Looking at the triple cover contruction the lines can be found the following way: $C$ has 9 points of inflection. The preimage of tangent line at such a point decomposes as $\pi^{-1}(l)=E\cup\sigma(E)\cup\sigma^2(E)$, where these are 3 (-1)-curves on $S$, so we get 9$\times$3=27 lines on $S$.

If $\pi: S\rightarrow \mathbb{P}^2$ is the triple cover and we pick 6 mutually skew lines $E_1,\cdots,E_6$ in the preimages of inflection lines, then there is a map $\phi: S \rightarrow \mathbb{P}^2$ such that $S$ is the blow up of $\mathbb{P}^2$ in 6 points $P_1,\cdots,P_6$ and the $E_i$ are the exceptional curves. The strict transforms of the lines in $\mathbb{P}^2$ containing two different points $P_i$ and $P_j$, $1\leq i < j \leq 6$ give 15 (-1)-curves $F_{i,j}$ on $S$. Finally there are six strict transforms of the conics $G_i$ in $\mathbb{P}^2$ containing the $P_j$ for $j\neq i$, $1\leq i \leq 6$.

What can we say about the images of the 27 lines under the automorphism $\sigma$? For example if we pick $E_1$ can we say which lines $\sigma(E_1)$ and $\sigma^2(E_1)$ are in terms of the $F_{i,j}$ and $G_j$, e.g something like $\sigma(E_1)=G_1$? Or is there any other description which tells us exactly which 3 lines are in a preimage of an inflection line?

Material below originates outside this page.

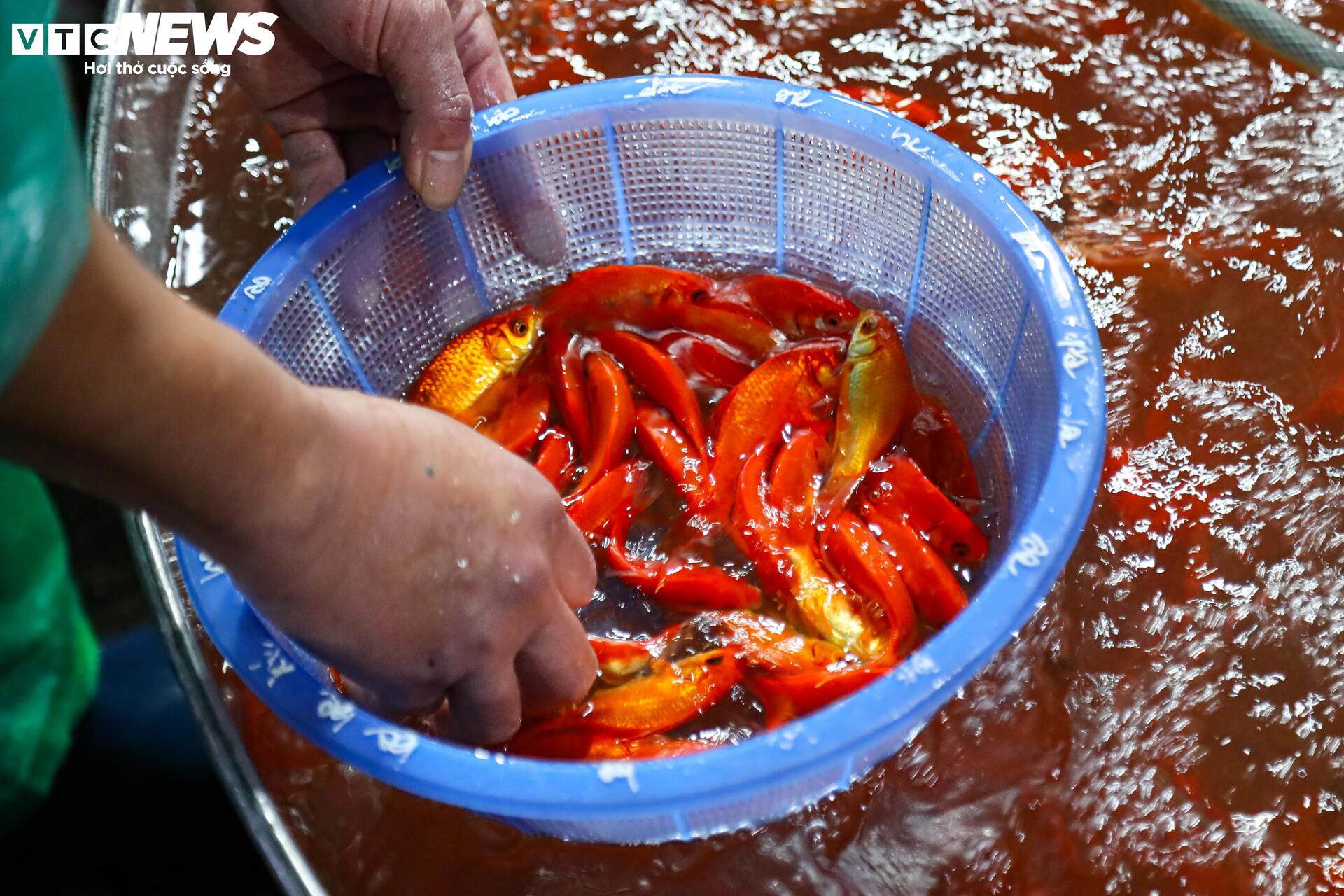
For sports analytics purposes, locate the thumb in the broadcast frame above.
[378,0,472,211]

Background: I recently learned about the "Geiser involution": if one has a double cover $Y$ of $\mathbb{P}^2$ ramified in a smooth quartic $Q$, then $Y$ is the blow up of $\mathbb{P}^2$ in 7 points. $Y$ has 56 (-1)-curves, which arise in the preimages of the 28 bitangents to $Q$. The covering automorphism associated to $Y$ is called the "Geiser involution" and one can describe the images of the 56 (-1)-curves under this involution, see for example arxiv.org/pdf/math/0403245.pdf, Remark 3.3. So i was wondering if there is such a description for a cubic surface and its 27 lines.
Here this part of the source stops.